Reply to this email directly or view it on GitHub:

https://github.com/wandenberg/nginx-push-stream-module/issues/9#issuecomment-3105427

wandenberg commented 12 years ago

Hi Eugene,

did you tested the new version? May I close the issue?

JohnBat26 commented 12 years ago

Hello. No. We have the holydays up to 10th January. We will test this fix very deeply soon.

Sorry.

On Суббота 07 января 2012 13:48:56 Wandenberg Peixoto wrote:

Hi Eugene,

did you tested the new version? May I close the issue?


Reply to this email directly or view it on GitHub:

https://github.com/wandenberg/nginx-push-stream-module/issues/9#issuecomment-3398496

Best regards, Eugene Batogov.

JohnBat26 commented 12 years ago

I sent email with result our load test.

wandenberg commented 12 years ago

Hi,

when you can repeat your tests with version 0.3.3 there has a bug fix to prevent memory leak

wandenberg commented 12 years ago

Hi did you have an opportunity to test the new version?

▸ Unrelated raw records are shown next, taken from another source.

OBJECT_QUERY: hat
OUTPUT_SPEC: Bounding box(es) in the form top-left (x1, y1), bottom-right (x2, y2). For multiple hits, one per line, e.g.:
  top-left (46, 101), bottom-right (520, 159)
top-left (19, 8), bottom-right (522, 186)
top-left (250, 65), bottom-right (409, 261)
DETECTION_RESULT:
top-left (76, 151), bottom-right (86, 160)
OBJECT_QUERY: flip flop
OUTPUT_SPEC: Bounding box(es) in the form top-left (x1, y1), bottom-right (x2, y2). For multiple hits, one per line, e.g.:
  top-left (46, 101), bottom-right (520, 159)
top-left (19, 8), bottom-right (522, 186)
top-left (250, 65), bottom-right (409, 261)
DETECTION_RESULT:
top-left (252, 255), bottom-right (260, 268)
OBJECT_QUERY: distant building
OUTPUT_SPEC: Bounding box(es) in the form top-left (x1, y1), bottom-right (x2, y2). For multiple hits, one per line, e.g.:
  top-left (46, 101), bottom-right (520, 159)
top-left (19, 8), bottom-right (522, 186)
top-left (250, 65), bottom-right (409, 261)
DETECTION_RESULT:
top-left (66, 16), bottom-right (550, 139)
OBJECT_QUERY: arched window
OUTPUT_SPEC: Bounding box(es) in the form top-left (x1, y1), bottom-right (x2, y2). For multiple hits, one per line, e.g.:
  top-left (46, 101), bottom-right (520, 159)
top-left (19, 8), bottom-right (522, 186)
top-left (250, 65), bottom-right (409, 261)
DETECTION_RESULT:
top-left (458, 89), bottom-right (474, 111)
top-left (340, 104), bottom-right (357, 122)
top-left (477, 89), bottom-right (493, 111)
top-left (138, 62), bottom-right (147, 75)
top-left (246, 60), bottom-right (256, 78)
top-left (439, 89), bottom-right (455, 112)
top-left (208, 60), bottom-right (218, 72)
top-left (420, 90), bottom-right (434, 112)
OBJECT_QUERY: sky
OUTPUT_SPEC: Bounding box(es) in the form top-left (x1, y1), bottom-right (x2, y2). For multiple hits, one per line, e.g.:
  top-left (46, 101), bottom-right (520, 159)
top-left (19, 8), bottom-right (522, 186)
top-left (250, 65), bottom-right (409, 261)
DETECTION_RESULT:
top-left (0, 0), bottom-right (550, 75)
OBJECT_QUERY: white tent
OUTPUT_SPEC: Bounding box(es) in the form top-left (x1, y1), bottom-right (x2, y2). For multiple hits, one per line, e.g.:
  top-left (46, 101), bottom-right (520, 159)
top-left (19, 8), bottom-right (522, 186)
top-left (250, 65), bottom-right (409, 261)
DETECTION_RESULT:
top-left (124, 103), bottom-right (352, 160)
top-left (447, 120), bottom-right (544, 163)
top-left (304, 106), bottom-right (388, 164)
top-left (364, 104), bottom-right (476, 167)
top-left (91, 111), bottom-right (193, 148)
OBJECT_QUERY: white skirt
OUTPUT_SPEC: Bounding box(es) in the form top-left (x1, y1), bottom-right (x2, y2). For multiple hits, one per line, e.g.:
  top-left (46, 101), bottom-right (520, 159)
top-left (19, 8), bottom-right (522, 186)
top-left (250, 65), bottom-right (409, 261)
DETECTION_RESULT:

JohnBat26 commented 12 years ago

Hi. We have installed nginx-1.1.17 with last push_stream_module in production. Memory leak exist. But we think that problem in wrong reconnect mechanism in our js-code.

Soon we will be install new patch for our product in production and send feedback about status of this problem. Thanks for support.

wandenberg commented 12 years ago

Hi,

any news about his?

JohnBat26 commented 12 years ago

Hi! I sent email to you with current details

wandenberg commented 12 years ago

Hi,

finally I found the problem. In fact I found two memory leaks. The first one happens when message_ttl is not set, message will be kept on server forever. Now this directive has a default value as 30 minutes.

The second is really a bug. When a channel don't have any subscribers or messages, it is moved to a "trash tree" before has its memory free. If this channel is used again in a short time, it is recovered from trash, but part of its structure is wrongly discarded without free the memory.

Please get latest updates on master branch and do your tests again.

Regards, Wandenberg

JohnBat26 commented 12 years ago

Hi. Thanks you very match for your fix. We tested new build in our lab and don't find any problem with memory leak. Soon we will test new build in production. About result I shall write additionally.

But I think, that this leak has been resolved now. ;)

wandenberg commented 12 years ago

Hi Eugene,

did you detected any other problem?

JohnBat26 commented 12 years ago

Hi No. Now we don't have any problem.